Kraai said shoveler populations are just a couple of years removed from all-time record highs.

“The Northern Shoveler has been in the top three harvested species of ducks in Texas for a number of years now,” Kraai said. “They are an extremely important duck in Texas, and they could quite possibly be considered the savior of Texas Gulf coast duck hunting.

The Northern Pintail is also a well-known symbol of Texas coastal duck hunting, and Kraai said he expects pintail numbers to continue to increase along the coast this winter.

“Pintails had excellent conditions along their breeding grounds in the Dakotas the last two breeding seasons,” Kraai said.

Wintering numbers for Pintails along the Texas coast jumped from 82,066 birds in 2018 to 296,422 birds in 2020, according to TPWD midwinter survey data.

Despite the fact that Pintails have had prime breeding conditions in recent springs, their continental population still remains well below historical averages. The majority of Central Flyway Pintails winter on the Texas coast. Kraai said the females tend to depart wintering areas in a relatively lean body condition, which is quite different from Pintails that are wintering in other regions.

“This may be due to a low-quality diet in wintering areas, or possibly because the birds in other regions have different spring migration strategies,” Kraai said. “Currently, there is a lot of uncertainty about how winter ecology and spring migration strategies impact reproduction on the breeding grounds. This is important to understand because these scenarios present very different management implications.”

Texas Parks and Wildlife has partnered with the Caesar Kleberg Wildlife Research Institute at Texas A&M University–Kingsville, U.S. Fish and Wildlife Service, Ducks Unlimited, New Mexico Game and Fish, U.S. Geological Survey, and the Louisiana Department of Wildlife and Fisheries to investigate both winter ecology and spring migration strategies of Pintails wintering in different regions across North America.

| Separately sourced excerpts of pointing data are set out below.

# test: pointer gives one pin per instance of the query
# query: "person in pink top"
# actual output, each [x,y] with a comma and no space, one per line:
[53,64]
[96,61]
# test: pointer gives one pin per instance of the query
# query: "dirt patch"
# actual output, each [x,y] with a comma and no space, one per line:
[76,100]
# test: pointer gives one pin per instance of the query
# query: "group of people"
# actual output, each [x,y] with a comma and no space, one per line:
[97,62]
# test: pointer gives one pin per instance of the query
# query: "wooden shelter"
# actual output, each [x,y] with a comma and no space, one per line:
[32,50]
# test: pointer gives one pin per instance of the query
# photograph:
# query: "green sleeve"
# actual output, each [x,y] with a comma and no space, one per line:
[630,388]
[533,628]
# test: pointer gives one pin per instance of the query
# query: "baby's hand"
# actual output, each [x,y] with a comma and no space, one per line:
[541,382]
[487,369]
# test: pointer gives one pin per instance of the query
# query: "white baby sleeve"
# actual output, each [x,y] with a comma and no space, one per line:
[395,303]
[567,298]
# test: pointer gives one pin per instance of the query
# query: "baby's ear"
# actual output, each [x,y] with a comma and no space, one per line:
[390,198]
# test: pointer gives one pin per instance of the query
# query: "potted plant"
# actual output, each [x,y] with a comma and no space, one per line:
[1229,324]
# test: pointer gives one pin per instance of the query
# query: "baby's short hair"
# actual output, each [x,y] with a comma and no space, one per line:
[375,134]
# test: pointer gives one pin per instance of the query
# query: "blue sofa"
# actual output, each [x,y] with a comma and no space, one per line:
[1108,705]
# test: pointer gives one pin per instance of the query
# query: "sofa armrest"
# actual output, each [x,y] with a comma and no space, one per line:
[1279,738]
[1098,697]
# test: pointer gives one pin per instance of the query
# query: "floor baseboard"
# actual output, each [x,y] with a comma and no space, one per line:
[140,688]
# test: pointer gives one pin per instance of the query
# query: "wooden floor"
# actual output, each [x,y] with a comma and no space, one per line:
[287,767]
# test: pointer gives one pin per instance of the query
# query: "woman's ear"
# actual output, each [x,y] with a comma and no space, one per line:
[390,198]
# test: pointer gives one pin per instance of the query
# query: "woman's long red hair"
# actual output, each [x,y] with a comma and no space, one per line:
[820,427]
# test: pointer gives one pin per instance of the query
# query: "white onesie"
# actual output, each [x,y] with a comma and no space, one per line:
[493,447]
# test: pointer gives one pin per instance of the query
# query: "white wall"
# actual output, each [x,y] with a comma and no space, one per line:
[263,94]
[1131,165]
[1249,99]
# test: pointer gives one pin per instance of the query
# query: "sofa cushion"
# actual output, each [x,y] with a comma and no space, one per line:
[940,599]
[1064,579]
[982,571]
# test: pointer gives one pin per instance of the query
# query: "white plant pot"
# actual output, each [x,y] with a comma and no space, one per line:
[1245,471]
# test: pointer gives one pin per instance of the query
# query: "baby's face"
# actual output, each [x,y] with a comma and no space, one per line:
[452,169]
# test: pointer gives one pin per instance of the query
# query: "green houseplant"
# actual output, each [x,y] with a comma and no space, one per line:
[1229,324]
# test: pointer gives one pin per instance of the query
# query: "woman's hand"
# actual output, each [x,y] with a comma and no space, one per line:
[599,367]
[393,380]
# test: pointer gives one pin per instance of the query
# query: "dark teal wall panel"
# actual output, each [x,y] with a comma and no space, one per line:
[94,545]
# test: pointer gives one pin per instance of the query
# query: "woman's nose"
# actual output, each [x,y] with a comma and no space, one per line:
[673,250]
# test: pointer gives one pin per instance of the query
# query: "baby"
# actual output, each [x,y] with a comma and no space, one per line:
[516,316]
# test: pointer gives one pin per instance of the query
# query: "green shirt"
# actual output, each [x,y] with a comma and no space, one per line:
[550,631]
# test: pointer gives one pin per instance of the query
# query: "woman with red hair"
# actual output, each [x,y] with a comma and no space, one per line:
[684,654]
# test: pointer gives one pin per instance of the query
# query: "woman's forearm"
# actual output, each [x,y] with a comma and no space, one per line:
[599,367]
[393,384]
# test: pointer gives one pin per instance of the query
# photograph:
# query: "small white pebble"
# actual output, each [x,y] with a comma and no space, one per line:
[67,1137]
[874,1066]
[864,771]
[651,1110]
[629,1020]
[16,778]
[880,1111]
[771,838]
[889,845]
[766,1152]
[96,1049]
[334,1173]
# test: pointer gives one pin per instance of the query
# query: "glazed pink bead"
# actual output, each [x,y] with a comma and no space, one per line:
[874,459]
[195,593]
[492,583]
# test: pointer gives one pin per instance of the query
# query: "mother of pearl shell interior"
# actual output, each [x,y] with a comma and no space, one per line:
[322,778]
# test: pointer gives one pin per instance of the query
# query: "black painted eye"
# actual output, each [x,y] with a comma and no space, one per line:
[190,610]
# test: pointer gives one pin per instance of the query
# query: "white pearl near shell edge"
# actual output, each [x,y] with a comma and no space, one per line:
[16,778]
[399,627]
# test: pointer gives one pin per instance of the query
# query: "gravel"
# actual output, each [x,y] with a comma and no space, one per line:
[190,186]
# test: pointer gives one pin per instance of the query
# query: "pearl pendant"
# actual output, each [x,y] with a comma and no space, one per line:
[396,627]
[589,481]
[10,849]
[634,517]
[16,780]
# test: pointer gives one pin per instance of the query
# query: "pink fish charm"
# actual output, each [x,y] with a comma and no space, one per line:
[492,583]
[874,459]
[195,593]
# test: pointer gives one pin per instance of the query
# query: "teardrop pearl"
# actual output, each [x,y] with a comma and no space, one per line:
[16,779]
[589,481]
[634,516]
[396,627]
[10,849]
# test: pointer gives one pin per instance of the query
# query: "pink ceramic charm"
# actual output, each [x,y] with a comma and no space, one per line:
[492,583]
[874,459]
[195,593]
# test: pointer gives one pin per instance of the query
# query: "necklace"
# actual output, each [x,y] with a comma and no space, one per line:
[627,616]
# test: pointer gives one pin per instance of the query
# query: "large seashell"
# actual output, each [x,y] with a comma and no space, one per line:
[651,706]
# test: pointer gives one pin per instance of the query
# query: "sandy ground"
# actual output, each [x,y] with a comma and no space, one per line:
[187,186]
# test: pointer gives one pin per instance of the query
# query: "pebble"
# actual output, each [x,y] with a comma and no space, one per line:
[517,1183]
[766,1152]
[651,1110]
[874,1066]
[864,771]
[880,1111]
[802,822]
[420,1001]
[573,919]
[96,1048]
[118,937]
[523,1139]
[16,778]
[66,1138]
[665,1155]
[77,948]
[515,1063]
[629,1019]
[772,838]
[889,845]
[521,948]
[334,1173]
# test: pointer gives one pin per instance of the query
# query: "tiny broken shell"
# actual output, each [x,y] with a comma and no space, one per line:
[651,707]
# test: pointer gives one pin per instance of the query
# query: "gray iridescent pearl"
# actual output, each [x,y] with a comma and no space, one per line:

According to Kraai, the research’s goals include the following: investigating the habitat use and behavioral activities of Pintails wintering in Texas; comparing the spring migration strategies of Pintails within and among wintering areas in North America; investigating the links between migration strategies and reproductive success; assessing the contribution of endogenous nutrients to reproduction for different regions and different migration strategies; and identifying critical stopover areas for Pintails migrating from different wintering areas.

“Pintails were captured in several wintering locations during the fall and winter from 2019-2020,” Kraai said. “These locations included the Texas coast, Texas Panhandle, New Mexico, Arizona, central California and the Louisiana coast. To date, 148 females have been outfitted with hybrid GPS-ACC tracking devices; 52 of which came from the Texas coast.”

Kraai said these tracking devices provide location information every 60 minutes and reveal almost continuous behavioral data, such as whether the birds are feeding, walking, resting or flying. This information will help better quantify their habitat use information during the winter, as well as aid TPWD in understanding their migration strategies during the spring. Two more field seasons of this study are planned for 2021 and 2022.

Freshwater is key to all ducks wintering along the Texas Gulf coast. Kraai said that every species at some point or another must visit freshwater at least once a day.

“Where available freshwater sources lie, their proximity to coastal bays and marshes significantly affects the distribution of ducks along the Texas coast each year,” Kraai said. “TPWD and its partners with the Gulf Coast Joint Venture have conducted research to map out where freshwater resources are located in relation to saltwater habitat features, such as sea grasses, that our coastal ducks rely on. This is something that’s been a real priority to us.”

Kraai said that luckily, Texas has not been losing a lot of freshwater availability just inland of the coast, except for a few locations.

“Obviously, freshwater availability is cyclical to some degree as some years are wetter or drier than others,” he said.

Although things are continually shifting along the Texas coast in regard to waterfowl, good habitat health in that region is still essential for a plethora of duck species. As we adapt and try to overcome these changes, one thing is for sure—collective efforts from all Texans are necessary to preserve our coastal waterfowl wintering grounds.